02 Data Management Tysons Corner, Virginia


Description

Our client’s investments & Capital Markets Division is currently seeking a Senior Data Engineer consultant who enjoys data and building data storage platforms from ground up. The ideal candidate has a passion for data analysis, technology and helping people leverage the technology to transform their business processes and analytics. As a Data Engineer, you will be part of a team responsible for supporting a wide range of internal customers.

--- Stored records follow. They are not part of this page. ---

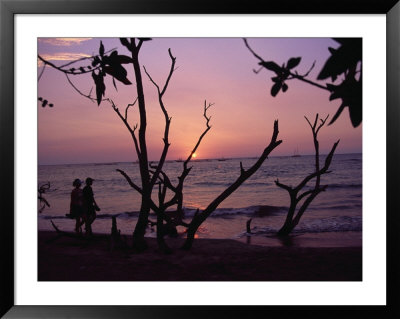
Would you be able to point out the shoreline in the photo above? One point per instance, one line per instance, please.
(62, 258)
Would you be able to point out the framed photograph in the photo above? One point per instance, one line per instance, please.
(223, 162)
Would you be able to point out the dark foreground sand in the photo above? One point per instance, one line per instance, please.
(65, 258)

You will draw on all the skills in your toolkit to analyze, design, and develop data storage and data analytic solutions using data lake patterns, that help our customers run more effective operations and make better business decisions. 

Your work falls Into two primary categories: 

Strategy Development and Implementation 

  • Develop data filtering, transformational and loading requirements
  • Define and execute ETLs using Apache Spark on Hadoop among other Data technologies
  • Determine appropriate translations and validations between source data and target databases
  • Implement business logic to cleanse & transform data
  • Design and implement appropriate error handling procedures
  • Develop project, documentation and storage standards in conjunction with data architects
  • Monitor performance, troubleshoot and tune ETL processes as appropriate using tools like in the AWS ecosystem.
  • Create and automate ETL mappings to consume loan level data source applications to target applications
  • Execution of end to end implementation of underlying data ingestion workflow. 

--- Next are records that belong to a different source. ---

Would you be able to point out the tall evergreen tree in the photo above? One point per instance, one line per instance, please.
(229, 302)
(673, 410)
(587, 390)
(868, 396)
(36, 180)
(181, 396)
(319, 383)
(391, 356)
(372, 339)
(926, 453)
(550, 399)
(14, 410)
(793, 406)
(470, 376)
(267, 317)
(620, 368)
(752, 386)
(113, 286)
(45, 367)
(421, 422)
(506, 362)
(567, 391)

Operations and Technology 

  • Leverage and align work to appropriate resources across the team to ensure work is completed in the most efficient and impactful way
  • Understand capabilities of and current trends in Data Engineering domain

Qualifications

  • At least 5 years of experience developing in Python
  • At least 4 years of experience in developing Apache Spark applications
  • Bachelor’s degree with equivalent work experience in statistics, data science or a related field.
  • Experience working with different Databases and understanding of data concepts (including data    warehousing, data lake patterns, structured and unstructured data)
  • 3+ years’ experience of Data Storage/Hadoop platform implementation, including 3+ years of hands-on experience in implementation and performance tuning Hadoop/Spark implementations.
  • Implementation and tuning experience specifically using Amazon Elastic Map Reduce (EMR).
  • Implementing AWS services in a variety of distributed computing, enterprise environments.
  • Experience writing automated unit, integration, regression, performance and acceptance tests
  • Solid understanding of software design principles 

Key to success in this role 

  • Strong consultation and communication skills
  • Ability to work with and collaborate across the team and where silos exist
  • Deep curiosity to learn about new trends and how to do things better
  • Ability to use data to help inform strategy and direction 

Top Personal Competencies to possess 

  • Seek and Embrace Change – Continuously improve work processes rather than accepting the status quo
  • Growth and Development – Know or learn what is needed to deliver results and successfully compete 

Preferred Skills

  • Understanding of Apache Hadoop and the Hadoop ecosystem. Experience with one or more relevant tools (Sqoop, Flume, Kafka, Oozie, Hue, Zookeeper, HCatalog, Solr, Avro).
  • Deep knowledge on Extract, Transform, Load (ETL) and distributed processing techniques such as Map-Reduce
  • Experience with Columnar databases like Snowflake, Redshift
  • Experience in building and deploying applications in AWS (EC2, S3, Hive, Glue, EMR, RDS, ELB, Lambda, etc.)
  • Experience with building production web services
  • Experience with cloud computing and storage services
  • Knowledge of Mortgage industry 

About RiskSpan

RiskSpan is a product as well as a management consulting firm, a leading source of analytics, modeling, data and risk management for the Consumer and Institutional Finance industries. We solve business problems for clients such as banks, mortgage-backed and asset-backed securities issuers, equity and fixed-income portfolio managers, servicers, and regulators that require our expertise in the market risk, credit risk, operational risk and information technology domains. Our focus is on fostering a high -performance culture with work life balance, one that develops a top-notch talent pool with the skills and determination to deliver above and beyond.